El guion propone los pros y los contras con respecto a la eutanasia y los transmite al espectador. Con la ayuda de la correctísima y ortodoxa puesta en escena de Bille August, la cinta va limando los aspectos más dramáticos de su contenido. En ciertos aspectos se muestra bastante engañoso puesto que el largometraje se desarrolla con absoluta humanidad; incluso, con una evidente condescendencia. De esta forma, todo transcurre con una extraña armonía ante los ojos del espectador. La gravedad y el dolor que provoca la decisión de adelantarse a la muerte queda dulcificada hasta el punto de que sus responsables huyen de que el público se encuentre gravemente afectado.

Con una gran interpretación, especialmente por parte de las actrices que forman parte del reparto, la película dejó huella en el festival de San Sebastián de 2014. En parte, por los fragmentos manipuladores aportados por August, brillante siempre en sus planos para enfatizar su propuesta y para que llegue de la mejor manera al patio de butacas. Por eso, al término de la proyección, se habla y se discute de las propuestas presentadas acerca de la decisión sobre la que gira el drama.

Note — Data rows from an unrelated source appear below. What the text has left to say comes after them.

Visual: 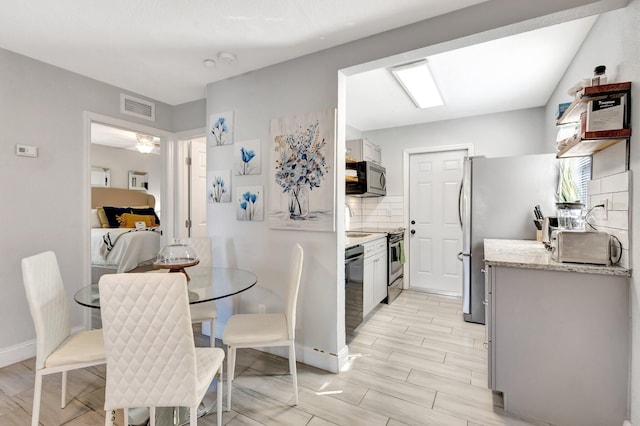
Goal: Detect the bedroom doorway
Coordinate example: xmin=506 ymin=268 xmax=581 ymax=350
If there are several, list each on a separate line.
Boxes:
xmin=85 ymin=112 xmax=175 ymax=282
xmin=176 ymin=136 xmax=207 ymax=238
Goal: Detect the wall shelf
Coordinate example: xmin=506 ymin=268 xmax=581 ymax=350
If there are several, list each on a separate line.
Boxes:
xmin=556 ymin=82 xmax=631 ymax=158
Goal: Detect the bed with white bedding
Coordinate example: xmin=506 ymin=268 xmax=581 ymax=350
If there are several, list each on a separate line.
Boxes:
xmin=91 ymin=187 xmax=161 ymax=273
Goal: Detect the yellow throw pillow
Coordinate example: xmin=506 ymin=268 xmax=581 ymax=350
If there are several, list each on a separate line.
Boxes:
xmin=96 ymin=207 xmax=111 ymax=228
xmin=118 ymin=213 xmax=156 ymax=228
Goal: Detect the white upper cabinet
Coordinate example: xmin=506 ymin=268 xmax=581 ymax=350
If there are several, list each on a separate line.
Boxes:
xmin=346 ymin=139 xmax=382 ymax=164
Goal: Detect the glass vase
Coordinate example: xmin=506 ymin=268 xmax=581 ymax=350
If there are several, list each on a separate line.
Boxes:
xmin=289 ymin=186 xmax=309 ymax=220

Un asunto difícil de tratar, que cada vez se muestra en la gran pantalla desde diferentes puntos de vista. Probablemente, por lo visto hasta ahora, Corazón salvaje sea el mejor ejemplo. Su carga emotiva y trágica se da la mano con los maestros existencialistas suecos y, aunque no le alcance para elevarse al podio de los mejores trabajos del cineasta danés nacido en Virum hace casi setenta años, sí que resulta suficiente como para reconciliarnos con su forma de trabajar y su manera de ver el séptimo arte.